By January 15, 2018May 19th, 2021Other

I don’t know about you, but the majority of people I work with are millennials, and every single one of them have jumped on the crypto currency party train.

 

After speaking with a handful of them, I discovered a few things they all have in common.

 

1.     They have all bought Bitcoin, and some have invested in other digital currencies

2.     None have long-term savings, or retirement accounts

3.     All have invested a large percentage of their savings into crypto currencies

4.     They do not understand much about digital currencies, besides their activity on the trading markets.

5.     They all wholeheartedly support government regulation on bitcoin, or bitcoin markets.

In my work in the financial sector, one issue I have heard that investment companies and banks all have in common is how to attract the millennial generation into investments and long-term banking.

We can all throw out a hundred reasons why this specific demographic has been slow to adopt these services, but the result is the same: investment and savings as a percentage of income has dropped significantly across generations.

But now, suddenly, millennials have jumped on crypto currencies like it’s an orange mocha frappuccino.

Full disclosure: I purchased about $100 of Bitcoin and Etherium early last month, mostly just to see what happens.
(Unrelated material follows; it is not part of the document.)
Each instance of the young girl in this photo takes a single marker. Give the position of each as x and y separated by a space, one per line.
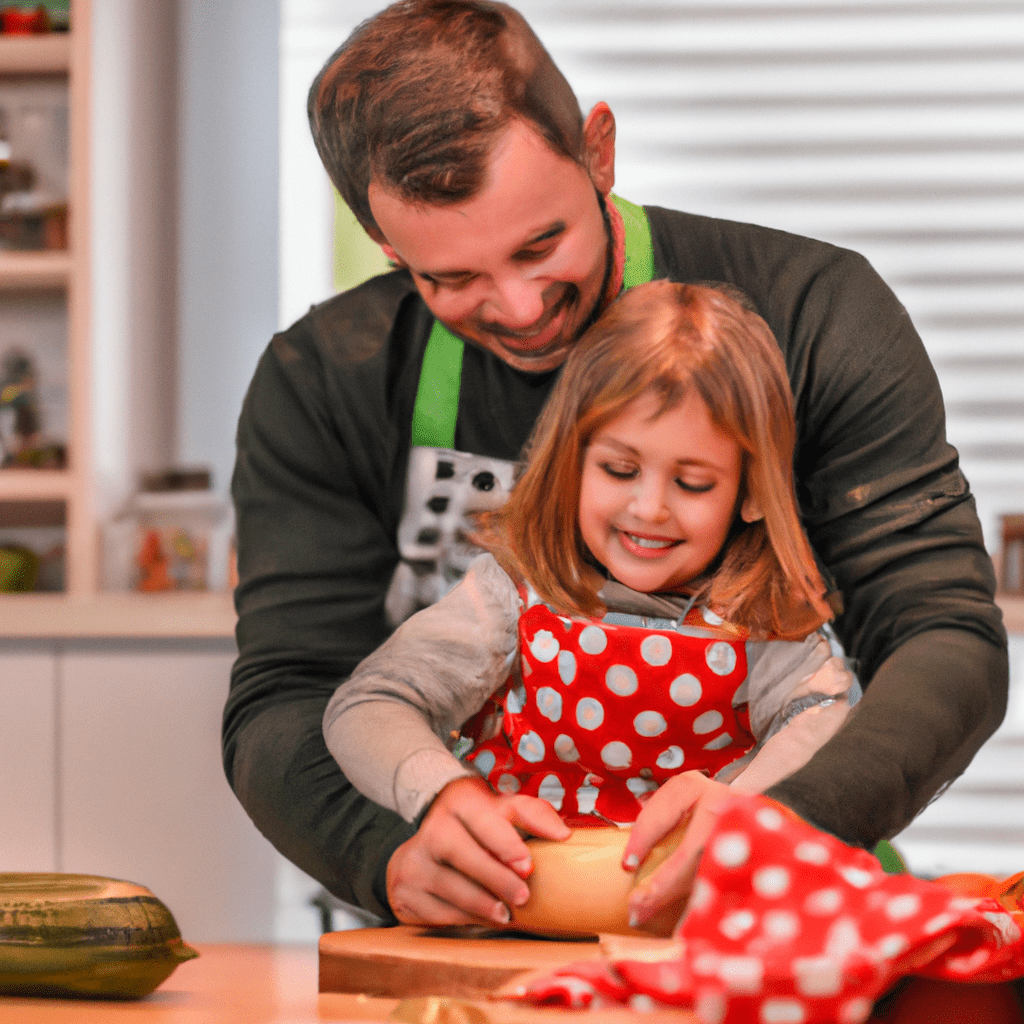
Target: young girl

Maybe I’ll buy myself a hotdog once I sell.

But what does this look like to you? Thousands of brand new inexperienced investors pouring unsafe amounts of money into a new, volatile, and unregulated market that promises unlimited and unprecedented gains?

Someone call the Fresh Prince, it sounds like a ’90s dotcom crash waiting to happen.

But why is crypto currency so popular? (I mean the currency itself. Most of the buzz surrounds price, which people buy as investment, and not to use.)

Take everything you know about libertarians and turn that into a physical object, and you get crypto currencies. Essentially, digital currencies are just like any other forms of currency except they are guaranteed by no government, they are untraceable, unregulated, and free to use.

A lot of the companies you hear about that now accept bitcoin are only doing so because of the hype around the coin, and not because of the coin’s untraceability or anonymity.

Essentially, the popularity of bitcoin rests on the assumption that its uncontrolled and unmonitored. That’s the foundation.

What happens when you take away the foundation of something? It comes crashing down.

If any of the fundamental principles of crypto currencies change (governments passing laws requiring the disclosure of purchases) true users of the product will sell and move elsewhere, and the prices of these currencies will begin to tumble to match the new value of these coins. (Hint: that value is zero).

Following that, news corporations will broadcast the “downfall of bitcoin.” And enter the age-old enemy of stock markets everywhere: panic.

Once panic sets its jaws around any market, brace yourself for a wild ride.

My prediction is that millennials, who have invested a higher proportion of their savings into the currency, will be the first to panic and pull out, starting the landslide to rock bottom.

And those who called for the regulation in the first place will be the harbingers of its destruction.